Zakes follows the truck and manages to slide his hand under the tailgate to take a photograph using Beth's mobile phone. It appears to be nothing more than a white blur from the flash but Zakes later suspects it could be a hand. Zakes eventually loses the truck, making Beth furious, claiming he never takes responsibility for anything.

They stop at a service station; Beth ends their relationship and says she will find her own way home. Back at the car, Zakes sees the truck pull up, and watches a man in a hooded jacket go inside. Zakes follows to try and find Beth, but she is nowhere to be seen. He alerts two security men about her disappearance, but they do not believe him. Zakes later finds Beth's necklace in the car park. Believing she has been taken by the man in the truck, he decides to follow it, but upon returning to his car, finds his tyre has been punctured by rowdy football fans. Zakes steals a car from a woman getting fuel at the station.

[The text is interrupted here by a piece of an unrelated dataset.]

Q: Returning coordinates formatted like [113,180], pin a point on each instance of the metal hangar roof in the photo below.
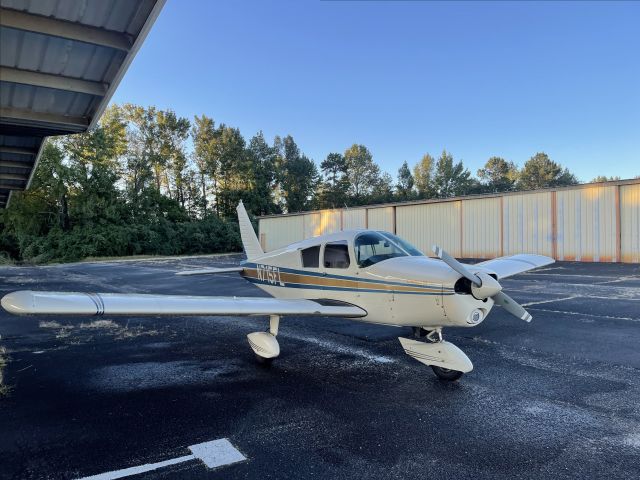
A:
[60,63]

Meanwhile, a security guard decides to look through the CCTV footage. He sees Beth entering the station by herself and leaving through the back door with a man in a hooded jacket. He is then killed by the other security guard, who is connected with the kidnappings. Zakes follows the truck to a site that is full of identical white trucks. A police officer arrives and arrests Zakes, believing he is trespassing. Zakes begs him to check all of the vehicles before they go. While doing this, the officer is killed by the hooded man.

Zakes escapes from the police car and flees back to his car. A distraught woman then appears claiming she has been kidnapped. He lets her in and drives to a nearby house to call for help. The elderly couple living there invite them in; the bloodied woman offers to call the police but cuts the phone line beforehand, revealing she too is part of the plan. She cuts the power in the house, kills the couple and attacks Zakes. He wakes up with his hands nailed to the floorboards. When he gets free, a fight ensues; Zakes overpowers the woman and kills her by stabbing her in the eye with one of the nails.

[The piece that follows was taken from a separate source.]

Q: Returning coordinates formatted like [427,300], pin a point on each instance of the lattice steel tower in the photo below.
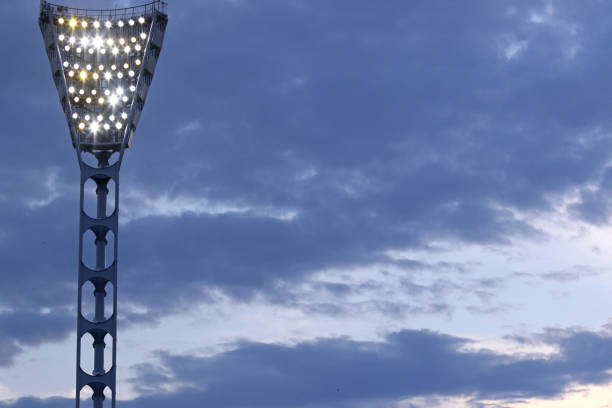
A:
[102,62]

Zakes returns to the truck site and finds Beth chained up in a cage outside. She says the keys are with the man who is showering inside. Zakes goes inside and finds other women locked up and gagged; they are being used for human trafficking. Zakes retrieves the keys and returns to Beth to help her escape first, but they hear the man coming and Zakes is forced to flee. A cat-and-mouse game begins when he realises Zakes is hiding on the site somewhere. He calls the woman's phone, which Zakes has on him, and follows the ring to where he is. However, Zakes has left the phone on the seat in an empty truck and is hiding in the forklift nearby. When the man steps into the right spot, Zakes pushes a button and the crane releases a load onto the attacker, killing him.

One year later, at a service station, a man picks out a book titled Traffic, a non-fiction novel written by Zakes based on the events that he and Beth experienced. The driver is the security guard who earlier killed his partner. He purchases the book, goes out to his truck (one identical to the killers' truck) and drives off.

== Reception ==
Peter Bradshaw wrote in The Guardian that Hush was "a broad, trashy but entertaining horror thriller that makes the most of a limited budget and locations". Laurence Phelan wrote in The Independent that "Although this debut kidnap-thriller's small budget sometimes shows, it is effective nonetheless, and gets good mileage from the eerie unpleasantness of its setting: night-time in and around the service stations of the M1."